Staying involved with your care and paying close attention to everything about to be done is a crucial component, though, with or without such a bill of rights. In the video above, Dr. Andrew Saul, co-author of “Hospitals and Health,” shares important tips for staying safe during a hospital stay.
Remember, once you’re hospitalized, you’re immediately at risk for medical errors, so one of the best safeguards is to have someone there with you. Frequently, you’re going to be relatively debilitated, especially post-op when you’re under the influence of anesthesia, and you won’t have the opportunity to see the types of processes that are going on.
This is particularly important for pediatric patients and the elderly. It’s important to ask what procedure is being done and why. Know that you have every right to be fully informed about what’s about to be done to you or your loved one in the hospital.
For every medication given, ask “What is this medication? What is it for? What’s the dose? What are the side effects?” Take notes. Ask questions. Building a relationship with the nurses can go a long way.
Also, when they realize they’re going to be questioned, they’re more likely to go through that extra step of due diligence to make sure they’re getting it right. That’s just human nature.

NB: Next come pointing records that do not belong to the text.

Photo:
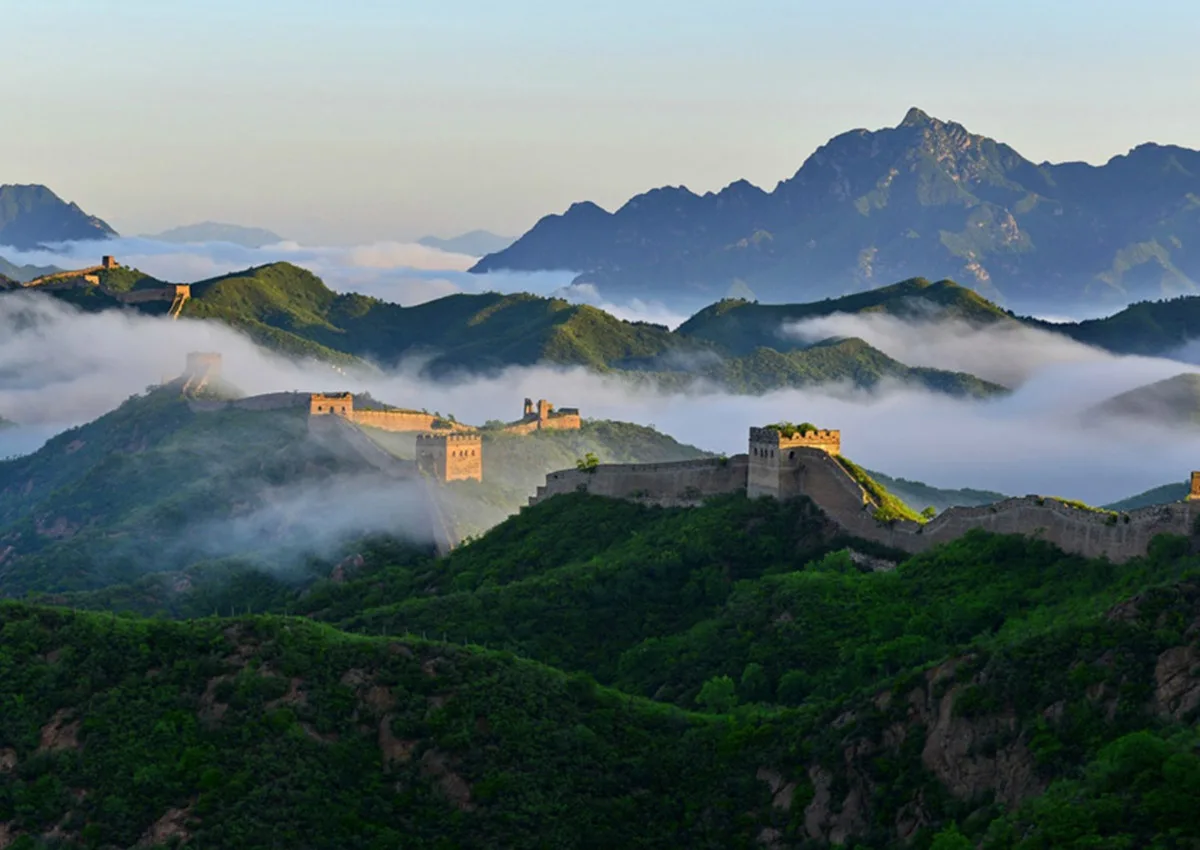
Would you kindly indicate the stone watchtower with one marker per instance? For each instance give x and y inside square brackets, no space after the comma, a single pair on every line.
[331,405]
[775,456]
[450,456]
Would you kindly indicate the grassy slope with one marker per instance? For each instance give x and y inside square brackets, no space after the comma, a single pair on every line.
[291,310]
[143,489]
[1162,495]
[1174,401]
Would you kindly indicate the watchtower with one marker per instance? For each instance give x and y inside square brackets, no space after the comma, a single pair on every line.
[775,455]
[450,456]
[331,405]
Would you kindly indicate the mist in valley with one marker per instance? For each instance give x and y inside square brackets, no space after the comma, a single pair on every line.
[60,367]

Checklists can help minimize errors in care
Makary, co-author of the 2016 BMJ paper cited earlier, and his research partner Dr. Peter Pronovost have also developed a pre-surgery checklist and an ICU care checklist.
The World Health Organization used some of their principles to develop its own official checklist. The WHO surgical safety checklist and implementation manual25 — which is part of the “Safe Surgery Saves Lives” campaign26 that Makary and Pronovost participated in — can be downloaded here.
If a loved one is in the hospital, print it out and bring it with you, as this can help you protect them from preventable errors in care. As for what to do should you find yourself a victim of a preventable medical mistake, Makary — whom I interviewed about this in 2013 — suggests:
“Ask to talk to the doctor about that mistake. If you’re not satisfied, write a letter or call the patient relations department. Every hospital is mandated to have this service. They are set up to answer your concerns.
If you’re not satisfied with that, write a letter to the hospital’s lawyer, the general counsel. And you will see attention to the issue, because you’ve gone through the right channels. We don’t want to encourage millions of lawsuits out there.
But you know, when people voice what happened, what went wrong, and the nature of the preventable mistake, hospitals can learn from their mistakes. Sometimes they’re taking a lot of attention now to prevent mistakes from happening again. You should let that mistake be known.”
This appears to be the exact sentiment that drove the anonymous source to leak Armstrong’s malpractice case to the media. As long as medical mistakes continue to be swept under the rug, no significant changes will be made. We already have two decades’ worth of data showing medical mistakes aren’t decreasing.
The fact that medical mistakes are the third leading cause of death in the U.S. is a shameful stain on conventional medicine as a whole, but ignoring it won’t make it go away. One can only hope Armstrong’s case proves to be the match that finally alights a real campaign for change.